Al Achiri déplore par ailleurs l’absence de statistiques et de chiffres officiels pouvant renseigner avec exactitude sur le nombre des sans-abris qui peuplent les rues marocaines et dont beaucoup sont mineurs ou atteints de troubles mentaux. Il assure également que les centres et les organismes sociaux travaillant à apporter de l’aide à cette population souffrent à leur tour de multiples manques au niveau des ressources matérielles, logistiques et humaines.
Clôturant les déclarations qu’il a accordées à Dunes Voices sur cette question, le militant explique enfin que ces différentes contraintes et insuffisances sont cause que le phénomène ne cesse de s’aggraver et que les sans-abri continuent à envahir les rues et les ruelles au lieu d’être admis dans les centres de soutien social ou dans des établissements de santé.
Plus de trente mille personnes vivent dans la rue
Saïd Achaâli, chercheur en sociologie, assure quant à lui que les dernières statistiques, non officielles d’ailleurs et élaborées par nombre d’associations marocaines et françaises, ont montré que plus de 30 mille personnes, âgées pour la plupart de moins de 22 ans, se trouvent sans abri pour des raisons multiples.

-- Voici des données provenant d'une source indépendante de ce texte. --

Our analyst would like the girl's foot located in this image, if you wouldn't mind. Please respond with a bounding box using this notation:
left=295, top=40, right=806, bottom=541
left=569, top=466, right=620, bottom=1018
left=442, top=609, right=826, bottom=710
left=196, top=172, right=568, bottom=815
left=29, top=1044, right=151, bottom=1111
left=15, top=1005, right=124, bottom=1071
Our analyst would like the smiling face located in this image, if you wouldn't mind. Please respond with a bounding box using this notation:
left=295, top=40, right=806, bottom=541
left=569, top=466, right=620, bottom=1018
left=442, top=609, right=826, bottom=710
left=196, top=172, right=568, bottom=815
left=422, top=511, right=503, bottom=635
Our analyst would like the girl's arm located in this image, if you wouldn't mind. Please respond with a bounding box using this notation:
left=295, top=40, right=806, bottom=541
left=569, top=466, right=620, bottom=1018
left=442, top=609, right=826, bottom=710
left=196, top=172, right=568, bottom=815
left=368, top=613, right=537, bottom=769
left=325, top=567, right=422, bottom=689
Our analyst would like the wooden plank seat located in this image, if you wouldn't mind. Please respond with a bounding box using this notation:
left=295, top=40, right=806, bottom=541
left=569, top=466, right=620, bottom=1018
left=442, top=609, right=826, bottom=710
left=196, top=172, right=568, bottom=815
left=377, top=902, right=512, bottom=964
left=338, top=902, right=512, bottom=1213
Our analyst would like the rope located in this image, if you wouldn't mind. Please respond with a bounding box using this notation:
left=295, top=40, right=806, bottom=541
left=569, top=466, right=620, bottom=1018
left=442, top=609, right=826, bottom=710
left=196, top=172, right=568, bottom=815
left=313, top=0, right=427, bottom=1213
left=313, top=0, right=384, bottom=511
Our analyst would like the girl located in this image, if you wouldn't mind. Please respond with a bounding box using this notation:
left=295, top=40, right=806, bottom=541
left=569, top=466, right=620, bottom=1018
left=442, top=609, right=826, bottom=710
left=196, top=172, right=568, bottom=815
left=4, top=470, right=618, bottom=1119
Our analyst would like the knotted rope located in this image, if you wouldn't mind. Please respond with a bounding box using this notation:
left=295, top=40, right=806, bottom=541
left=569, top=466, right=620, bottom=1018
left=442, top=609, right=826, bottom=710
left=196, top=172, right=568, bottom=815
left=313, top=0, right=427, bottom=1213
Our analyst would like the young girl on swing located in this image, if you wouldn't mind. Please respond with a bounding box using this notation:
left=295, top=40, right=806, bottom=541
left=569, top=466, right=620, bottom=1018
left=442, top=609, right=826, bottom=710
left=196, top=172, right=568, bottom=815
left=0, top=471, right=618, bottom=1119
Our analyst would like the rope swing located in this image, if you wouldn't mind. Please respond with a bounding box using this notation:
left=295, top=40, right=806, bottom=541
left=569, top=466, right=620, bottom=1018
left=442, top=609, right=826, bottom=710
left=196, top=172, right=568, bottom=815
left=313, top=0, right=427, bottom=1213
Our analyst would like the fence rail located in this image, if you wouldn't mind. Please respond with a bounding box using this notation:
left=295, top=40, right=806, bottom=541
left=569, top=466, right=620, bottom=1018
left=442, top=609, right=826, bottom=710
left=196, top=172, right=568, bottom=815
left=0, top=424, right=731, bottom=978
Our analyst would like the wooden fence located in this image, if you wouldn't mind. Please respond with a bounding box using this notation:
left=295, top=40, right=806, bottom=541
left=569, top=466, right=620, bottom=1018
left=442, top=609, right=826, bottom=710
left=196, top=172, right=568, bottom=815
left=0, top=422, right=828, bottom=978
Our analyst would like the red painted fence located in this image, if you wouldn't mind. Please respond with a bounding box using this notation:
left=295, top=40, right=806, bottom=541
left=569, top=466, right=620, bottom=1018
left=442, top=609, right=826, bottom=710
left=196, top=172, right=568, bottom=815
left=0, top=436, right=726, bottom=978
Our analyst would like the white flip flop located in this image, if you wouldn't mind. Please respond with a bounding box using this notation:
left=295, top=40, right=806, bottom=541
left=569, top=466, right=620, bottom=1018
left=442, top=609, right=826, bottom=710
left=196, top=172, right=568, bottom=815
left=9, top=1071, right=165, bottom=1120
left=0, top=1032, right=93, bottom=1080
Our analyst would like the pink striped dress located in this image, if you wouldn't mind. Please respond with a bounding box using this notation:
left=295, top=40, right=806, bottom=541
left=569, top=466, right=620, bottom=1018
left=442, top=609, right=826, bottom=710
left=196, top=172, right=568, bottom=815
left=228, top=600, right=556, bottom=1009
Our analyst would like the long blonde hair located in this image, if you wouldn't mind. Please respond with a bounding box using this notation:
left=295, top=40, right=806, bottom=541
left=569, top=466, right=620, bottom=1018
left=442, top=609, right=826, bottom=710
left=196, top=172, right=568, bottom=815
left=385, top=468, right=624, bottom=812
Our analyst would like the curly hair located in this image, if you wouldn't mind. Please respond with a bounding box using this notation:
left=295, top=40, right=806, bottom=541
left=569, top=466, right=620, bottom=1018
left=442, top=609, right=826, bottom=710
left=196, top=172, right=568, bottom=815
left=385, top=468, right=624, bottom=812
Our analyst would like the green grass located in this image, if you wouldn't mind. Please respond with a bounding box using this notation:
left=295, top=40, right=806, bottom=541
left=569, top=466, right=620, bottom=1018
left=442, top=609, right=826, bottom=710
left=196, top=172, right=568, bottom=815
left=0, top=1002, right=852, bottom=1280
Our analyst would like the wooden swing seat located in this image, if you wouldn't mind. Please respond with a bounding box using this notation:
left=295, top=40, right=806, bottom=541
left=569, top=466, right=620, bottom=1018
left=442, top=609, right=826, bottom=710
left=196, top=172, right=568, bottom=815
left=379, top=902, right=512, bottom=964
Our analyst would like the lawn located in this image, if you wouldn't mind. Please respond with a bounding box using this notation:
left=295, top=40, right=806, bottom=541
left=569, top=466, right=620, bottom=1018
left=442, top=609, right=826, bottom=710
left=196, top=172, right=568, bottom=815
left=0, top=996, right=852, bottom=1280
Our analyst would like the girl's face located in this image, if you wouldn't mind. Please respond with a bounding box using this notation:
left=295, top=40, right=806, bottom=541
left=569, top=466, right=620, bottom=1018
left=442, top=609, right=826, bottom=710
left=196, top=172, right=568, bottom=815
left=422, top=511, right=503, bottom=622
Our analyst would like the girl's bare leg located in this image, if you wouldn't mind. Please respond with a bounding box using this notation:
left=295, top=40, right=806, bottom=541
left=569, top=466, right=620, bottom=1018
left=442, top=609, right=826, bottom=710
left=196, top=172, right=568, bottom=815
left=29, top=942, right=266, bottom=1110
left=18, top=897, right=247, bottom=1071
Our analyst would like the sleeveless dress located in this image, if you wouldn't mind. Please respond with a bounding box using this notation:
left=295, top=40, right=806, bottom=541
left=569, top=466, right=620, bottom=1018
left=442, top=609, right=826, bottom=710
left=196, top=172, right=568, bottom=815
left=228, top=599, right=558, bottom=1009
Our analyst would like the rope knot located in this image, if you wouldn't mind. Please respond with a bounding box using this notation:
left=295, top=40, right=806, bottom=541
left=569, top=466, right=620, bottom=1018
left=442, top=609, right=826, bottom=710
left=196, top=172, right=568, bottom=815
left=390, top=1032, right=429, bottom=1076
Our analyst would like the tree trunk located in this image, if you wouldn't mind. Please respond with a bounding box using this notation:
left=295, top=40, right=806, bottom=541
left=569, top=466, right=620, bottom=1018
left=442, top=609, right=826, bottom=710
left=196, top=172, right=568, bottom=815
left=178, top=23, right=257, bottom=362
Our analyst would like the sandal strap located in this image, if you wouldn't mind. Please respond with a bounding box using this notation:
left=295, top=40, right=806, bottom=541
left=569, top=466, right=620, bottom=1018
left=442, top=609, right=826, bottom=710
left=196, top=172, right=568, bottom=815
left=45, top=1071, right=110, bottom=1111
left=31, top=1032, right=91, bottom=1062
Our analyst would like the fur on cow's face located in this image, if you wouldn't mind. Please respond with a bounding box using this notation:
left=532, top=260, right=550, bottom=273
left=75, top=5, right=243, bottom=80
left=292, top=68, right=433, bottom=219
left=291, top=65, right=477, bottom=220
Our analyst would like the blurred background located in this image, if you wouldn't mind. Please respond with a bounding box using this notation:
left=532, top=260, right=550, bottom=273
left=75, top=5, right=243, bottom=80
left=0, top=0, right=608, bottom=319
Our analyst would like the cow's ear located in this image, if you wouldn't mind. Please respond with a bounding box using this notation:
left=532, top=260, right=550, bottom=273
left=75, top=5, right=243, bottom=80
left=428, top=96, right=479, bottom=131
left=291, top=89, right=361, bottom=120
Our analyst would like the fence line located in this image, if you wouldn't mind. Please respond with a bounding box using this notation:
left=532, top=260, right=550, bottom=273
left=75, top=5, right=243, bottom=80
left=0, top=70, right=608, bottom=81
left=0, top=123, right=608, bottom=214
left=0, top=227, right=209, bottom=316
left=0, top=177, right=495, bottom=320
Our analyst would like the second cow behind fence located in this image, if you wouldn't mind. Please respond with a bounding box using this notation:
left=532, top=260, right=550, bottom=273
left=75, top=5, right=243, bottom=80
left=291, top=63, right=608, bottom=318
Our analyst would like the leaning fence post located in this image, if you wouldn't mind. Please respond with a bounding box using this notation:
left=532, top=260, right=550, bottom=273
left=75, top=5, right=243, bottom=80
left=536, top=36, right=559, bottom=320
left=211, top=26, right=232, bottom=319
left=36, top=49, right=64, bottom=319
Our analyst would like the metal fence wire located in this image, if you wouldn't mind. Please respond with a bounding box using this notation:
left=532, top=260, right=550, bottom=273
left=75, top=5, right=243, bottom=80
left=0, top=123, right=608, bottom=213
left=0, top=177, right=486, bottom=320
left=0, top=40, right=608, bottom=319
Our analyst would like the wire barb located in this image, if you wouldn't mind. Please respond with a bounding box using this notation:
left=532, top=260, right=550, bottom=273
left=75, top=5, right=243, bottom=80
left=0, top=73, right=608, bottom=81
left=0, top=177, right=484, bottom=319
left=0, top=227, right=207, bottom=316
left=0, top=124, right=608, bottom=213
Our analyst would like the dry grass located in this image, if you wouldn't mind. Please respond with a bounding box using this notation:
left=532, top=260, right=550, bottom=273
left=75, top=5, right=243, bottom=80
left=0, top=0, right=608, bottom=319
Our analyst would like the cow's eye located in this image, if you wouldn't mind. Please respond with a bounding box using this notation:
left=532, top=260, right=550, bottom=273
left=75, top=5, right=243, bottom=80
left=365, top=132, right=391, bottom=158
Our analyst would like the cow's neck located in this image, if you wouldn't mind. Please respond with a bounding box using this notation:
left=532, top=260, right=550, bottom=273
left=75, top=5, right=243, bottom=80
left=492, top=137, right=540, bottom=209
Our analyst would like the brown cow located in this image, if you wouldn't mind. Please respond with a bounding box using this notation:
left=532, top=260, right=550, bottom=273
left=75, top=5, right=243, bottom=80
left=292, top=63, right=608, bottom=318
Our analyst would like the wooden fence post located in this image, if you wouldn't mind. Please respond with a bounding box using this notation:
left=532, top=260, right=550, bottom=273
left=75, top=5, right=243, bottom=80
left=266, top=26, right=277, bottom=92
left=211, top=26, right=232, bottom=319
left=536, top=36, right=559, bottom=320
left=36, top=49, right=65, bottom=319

Le chercheur explique que la plupart des personnes recensées se sont trouvées dans cette situation à un moment donné de leur vie parce qu’elles sont venues au monde suite à des relations sexuelles illégales, parce que leurs pères ont refusé de les reconnaître ou à cause de conflits familiaux ayant différentes raisons. Il précise par ailleurs que la population féminine des sans-abris se compose majoritairement de victimes d’agression sexuelles les ayant, entre autres facteurs, menées vers cette situation.
Achaâli ajoute encore que la précision de ces chiffres demeure insuffisante, dans la mesure où il n’existe pas de statistiques officielles qui corroborent ces résultats. Il estime même que la situation est encore plus grave, étant donné la faible croissance économique, ainsi que la propagation scandaleuse de la pauvreté, de l’analphabétisme et de l’ignorance ; autant de facteurs qui font gagner de plus en plus de terrain au phénomène.
En l’absence de solutions efficaces à ce fléau, la rue demeure l’unique abri qui accueille ces pauvres âmes errantes à bras ouverts, sans se soucier des raisons ni des circonstances qui les ont poussés à en arriver là. Espérons qu’un jour, ces pauvres personnes verront enfin naître des initiatives qui les repêcheront de cette souffrance et leurs rendront leur humanité et leurs droits citoyens.